The Commission on Accreditation for Law Enforcement Agencies (CALEA) is an organization whose goal is to improve delivery of law enforcement service through an accreditation program. CALEA was established in 1979 by the four major law enforcement membership associations: International Association of Chiefs of Police (lACP); National Organization of Black Law Enforcement Executives (NOBLE); National Sheriffs' Association (NSA); and Police Executive Research Forum (PERF). The members of these four organizations represent approximately 80 percent of the law enforcement profession in this nation.
CALEA's authority is based on these four major law enforcement membership associations. Each year, these four associations select new members for the commission through a majority vote.
The commission's accreditation program provides standards to which law enforcement agencies can choose to comply. These standards cover a wide range of topics and were developed by law enforcement practitioners.
As stated, participation in the accreditation program is voluntary. This helps foster commitment, which is critical at all levels of the organization.
Participation in the accreditation process helps an agency in many ways. For example, accreditation provides a management model that enables an agency to do a better job of providing services, while also controlling liability insurance costs and making supervisors more accountable. The accreditation program also helps the agency per form its administrative duties smoothly and, finally, results in increased governmental and community support.
Although relatively new to the law enforcement field, universities, hospitals and other professional organizations have, for many years, undergone similar accreditation processes to prove compliance with a set of professional, nationwide standards.
Law enforcement accreditation requires meeting up to 484 (March 2015) independently reviewed professional standards that address six major law enforcement subjects, including: role, responsibilities and relationships with other agencies; organization, management and administration; personnel administration; law enforcement operations, operational support and traffic law support; prisoner and court-related services; and auxiliary and technical services.

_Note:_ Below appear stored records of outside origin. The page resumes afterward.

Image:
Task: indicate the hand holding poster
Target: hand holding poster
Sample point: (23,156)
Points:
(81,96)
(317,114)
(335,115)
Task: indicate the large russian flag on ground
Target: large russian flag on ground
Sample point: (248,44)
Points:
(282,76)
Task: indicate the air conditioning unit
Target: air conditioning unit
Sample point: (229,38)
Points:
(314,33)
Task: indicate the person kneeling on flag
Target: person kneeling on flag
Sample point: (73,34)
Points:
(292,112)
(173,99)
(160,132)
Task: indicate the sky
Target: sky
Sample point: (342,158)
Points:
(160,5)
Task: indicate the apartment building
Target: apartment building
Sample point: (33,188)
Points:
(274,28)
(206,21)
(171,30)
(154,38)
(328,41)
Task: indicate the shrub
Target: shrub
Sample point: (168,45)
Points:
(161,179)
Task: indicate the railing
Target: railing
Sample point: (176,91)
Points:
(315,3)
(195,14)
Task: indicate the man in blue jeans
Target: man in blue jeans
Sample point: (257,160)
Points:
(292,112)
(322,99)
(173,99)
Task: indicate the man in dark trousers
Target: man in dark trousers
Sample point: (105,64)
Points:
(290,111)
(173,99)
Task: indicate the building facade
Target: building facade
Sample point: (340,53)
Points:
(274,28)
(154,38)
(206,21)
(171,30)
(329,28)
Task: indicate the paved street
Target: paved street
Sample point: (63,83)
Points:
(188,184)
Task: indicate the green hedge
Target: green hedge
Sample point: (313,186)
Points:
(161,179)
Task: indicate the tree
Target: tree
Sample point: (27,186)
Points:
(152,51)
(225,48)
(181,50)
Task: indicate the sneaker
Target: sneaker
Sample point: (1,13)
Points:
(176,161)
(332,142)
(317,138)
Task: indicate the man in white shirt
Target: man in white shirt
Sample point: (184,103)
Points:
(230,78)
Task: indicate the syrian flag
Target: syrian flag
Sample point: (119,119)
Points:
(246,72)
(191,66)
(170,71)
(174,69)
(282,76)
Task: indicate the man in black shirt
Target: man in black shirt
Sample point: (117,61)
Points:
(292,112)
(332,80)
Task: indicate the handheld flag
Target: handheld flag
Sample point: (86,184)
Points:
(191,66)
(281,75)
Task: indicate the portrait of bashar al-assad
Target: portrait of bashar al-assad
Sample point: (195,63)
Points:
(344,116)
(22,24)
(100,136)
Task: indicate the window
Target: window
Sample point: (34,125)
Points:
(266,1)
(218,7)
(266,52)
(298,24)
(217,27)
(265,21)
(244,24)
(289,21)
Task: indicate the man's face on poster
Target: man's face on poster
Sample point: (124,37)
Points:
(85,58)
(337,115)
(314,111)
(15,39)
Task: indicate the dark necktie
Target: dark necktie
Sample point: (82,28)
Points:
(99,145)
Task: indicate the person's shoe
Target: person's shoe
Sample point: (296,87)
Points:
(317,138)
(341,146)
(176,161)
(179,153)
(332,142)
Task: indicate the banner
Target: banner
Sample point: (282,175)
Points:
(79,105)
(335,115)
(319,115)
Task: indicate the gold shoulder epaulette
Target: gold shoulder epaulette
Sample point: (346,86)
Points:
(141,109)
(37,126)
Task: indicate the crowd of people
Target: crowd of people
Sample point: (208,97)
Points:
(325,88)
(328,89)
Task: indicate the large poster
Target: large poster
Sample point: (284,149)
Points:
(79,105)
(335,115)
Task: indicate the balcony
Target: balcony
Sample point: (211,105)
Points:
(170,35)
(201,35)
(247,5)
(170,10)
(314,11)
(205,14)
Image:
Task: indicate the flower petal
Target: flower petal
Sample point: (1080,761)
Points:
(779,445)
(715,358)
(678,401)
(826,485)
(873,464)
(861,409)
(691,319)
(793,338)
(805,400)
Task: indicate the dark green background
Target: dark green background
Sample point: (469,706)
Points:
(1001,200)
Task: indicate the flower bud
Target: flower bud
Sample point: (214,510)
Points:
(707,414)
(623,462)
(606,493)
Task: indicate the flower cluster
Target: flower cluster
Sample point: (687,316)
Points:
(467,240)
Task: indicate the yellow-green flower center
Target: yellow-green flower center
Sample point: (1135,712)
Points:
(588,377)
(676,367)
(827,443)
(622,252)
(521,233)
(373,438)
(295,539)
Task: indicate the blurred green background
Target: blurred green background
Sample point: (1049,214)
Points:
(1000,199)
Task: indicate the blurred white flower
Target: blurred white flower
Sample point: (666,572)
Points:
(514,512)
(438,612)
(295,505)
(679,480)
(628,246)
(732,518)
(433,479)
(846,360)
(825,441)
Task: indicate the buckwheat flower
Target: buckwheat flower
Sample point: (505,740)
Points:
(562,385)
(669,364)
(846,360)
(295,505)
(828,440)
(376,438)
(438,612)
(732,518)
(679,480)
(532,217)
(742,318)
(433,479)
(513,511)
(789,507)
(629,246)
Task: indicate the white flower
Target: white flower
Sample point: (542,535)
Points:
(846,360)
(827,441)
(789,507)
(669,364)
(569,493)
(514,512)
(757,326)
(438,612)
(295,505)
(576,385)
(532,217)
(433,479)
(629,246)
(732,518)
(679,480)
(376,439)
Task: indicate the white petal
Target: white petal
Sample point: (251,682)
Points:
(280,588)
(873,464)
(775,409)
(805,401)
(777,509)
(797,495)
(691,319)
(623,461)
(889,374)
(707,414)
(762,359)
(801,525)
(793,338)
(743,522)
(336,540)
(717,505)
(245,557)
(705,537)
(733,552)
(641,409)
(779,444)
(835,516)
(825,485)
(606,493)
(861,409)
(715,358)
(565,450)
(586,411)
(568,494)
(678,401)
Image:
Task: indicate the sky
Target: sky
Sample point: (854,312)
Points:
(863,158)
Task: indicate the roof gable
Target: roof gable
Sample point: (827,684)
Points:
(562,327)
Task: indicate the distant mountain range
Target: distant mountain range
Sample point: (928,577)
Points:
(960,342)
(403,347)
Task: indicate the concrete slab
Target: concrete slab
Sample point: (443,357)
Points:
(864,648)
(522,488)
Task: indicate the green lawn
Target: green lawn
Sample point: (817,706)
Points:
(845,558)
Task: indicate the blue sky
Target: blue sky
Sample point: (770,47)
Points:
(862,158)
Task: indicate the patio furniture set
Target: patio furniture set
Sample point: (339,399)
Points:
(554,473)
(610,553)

In December of 2003 the Rockford Police Department began the process of obtaining accreditation through the CALEA and in the spring of 2010 we were awarded our first accreditation. The Rockford Police Department received its first re-accreditation in the spring of 2012 and we will accept our second re-accreditation in July of 2015.
- Nationwide recognition of professional excellence
- Community understanding and support
- Pro-active management systems, polices, and procedures documented
- Liability litigations are reduced
- Enhances the morale of department personnel
- Adherence to law enforcement standards reinforces public confidence in police departments much the same as it does for hospitals, universities, and other professional services
- Accreditation makes a statement to other law enforcement agencies, professions and the community that the Rockford Police Department meets the highest level of standards and professionalism
As of March of 2015, there are currently 644 law enforcement agencies in the United States, seven in Canada, four in Mexico and one in Barbados accredited under the Law Enforcement Accreditation program. Another 151 agencies are seeking their initial award.